Il pacchetto, contenente 500 grammi di hashish, era nascosto sotto alcune cassette di frutta accatastate accanto ai cassonetti nella zona rifiuti del cortile del carcere Pietro Cerulli di Trapani. A fare la scoperta sono stati gli agenti della polizia penitenziaria. 

Oltre alla droga, è stato anche rinvenuto un micro telefono cellulare e altro materiale vietato dal regolamento carcerario. A gestire il giro sarebbe un detenuto ritenuto modello e dunque insospettabile, Orazio Giuffrida, di 54 anni, di Acireale. L’uomo – condannato per detenzione di armi, rapina e sequestro di persona – frequentava la sezione carceraria dell’istituto alberghiero. Grazie al suo comportamento ritenuto esemplare, aveva ottenuto il beneficio dell’articolo 21, ovvero il permesso di uscire dal carcere per andare a lavorare. 

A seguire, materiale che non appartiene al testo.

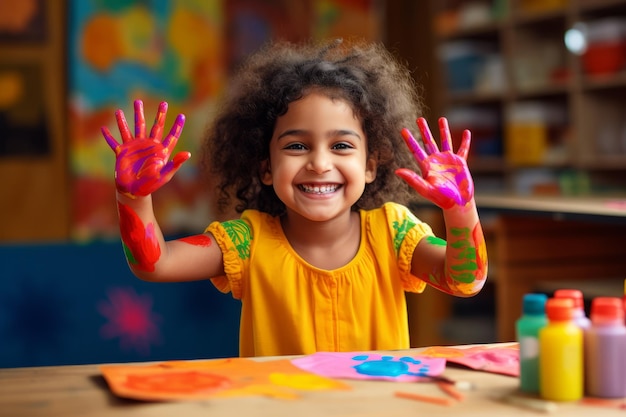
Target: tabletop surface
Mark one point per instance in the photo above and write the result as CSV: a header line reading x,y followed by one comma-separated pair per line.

Ma approfittando della sua posizione, il 54enne avrebbe prelevato dal contenitore dell’immondizia posto nel box esterno alla struttura dove sostano i familiari dei detenuti il pacchetto contenente la droga e lo avrebbe nascosto nel cortile interno del carcere. Il direttore dell’istituto penitenziario, Renato Persico, si è complimentato con il personale in servizio. «Come operatori penitenziari – dice Persico – ci preoccupa la diffusione del fenomeno che rende necessari maggiori e più serrati controlli da parte del reparto di polizia penitenziaria, tesi ad evitare che i detenuti possano continuare a gestire traffici illeciti servendosi di persone collegate all’esterno». 

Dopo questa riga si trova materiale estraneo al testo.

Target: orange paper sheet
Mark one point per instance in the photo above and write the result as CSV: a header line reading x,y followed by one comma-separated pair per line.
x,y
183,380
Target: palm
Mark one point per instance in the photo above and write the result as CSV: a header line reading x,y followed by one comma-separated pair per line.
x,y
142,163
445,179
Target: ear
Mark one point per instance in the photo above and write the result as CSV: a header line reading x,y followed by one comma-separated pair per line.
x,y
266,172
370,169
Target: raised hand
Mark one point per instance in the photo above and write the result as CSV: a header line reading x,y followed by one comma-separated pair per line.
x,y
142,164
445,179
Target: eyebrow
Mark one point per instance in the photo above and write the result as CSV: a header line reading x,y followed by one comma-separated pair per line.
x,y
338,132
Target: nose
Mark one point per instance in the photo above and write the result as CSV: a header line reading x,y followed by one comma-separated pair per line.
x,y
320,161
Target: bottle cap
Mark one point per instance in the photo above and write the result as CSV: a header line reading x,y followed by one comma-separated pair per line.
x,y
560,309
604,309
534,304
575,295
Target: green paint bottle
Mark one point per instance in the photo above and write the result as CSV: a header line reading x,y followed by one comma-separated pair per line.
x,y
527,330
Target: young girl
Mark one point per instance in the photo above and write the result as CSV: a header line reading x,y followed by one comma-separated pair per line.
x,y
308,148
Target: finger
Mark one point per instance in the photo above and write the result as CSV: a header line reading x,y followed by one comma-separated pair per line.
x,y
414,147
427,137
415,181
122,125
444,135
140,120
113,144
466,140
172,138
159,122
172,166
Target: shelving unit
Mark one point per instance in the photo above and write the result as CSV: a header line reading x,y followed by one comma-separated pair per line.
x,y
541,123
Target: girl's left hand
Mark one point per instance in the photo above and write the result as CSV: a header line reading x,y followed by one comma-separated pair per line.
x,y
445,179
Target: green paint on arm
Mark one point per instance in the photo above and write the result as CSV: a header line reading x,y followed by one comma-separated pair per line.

Il commissario capo Giuseppe Romano che ha condotto l’operazione ha invece evidenziato come «il rinvenimento di tale grossa quantità di stupefacente destinato ai detenuti è la conferma di come alcuni soggetti continuano a delinquere pur stando in carcere, approfittando della concessione di alcuni benefici di legge». Nell’ultimo anno, sono cinque i micro telefoni trovati e sequestrati all’interno delle carceri di Trapani. Le indagini proseguono, per individuare i complici che dall’esterno avrebbero procurato il materiale a Giuffrida.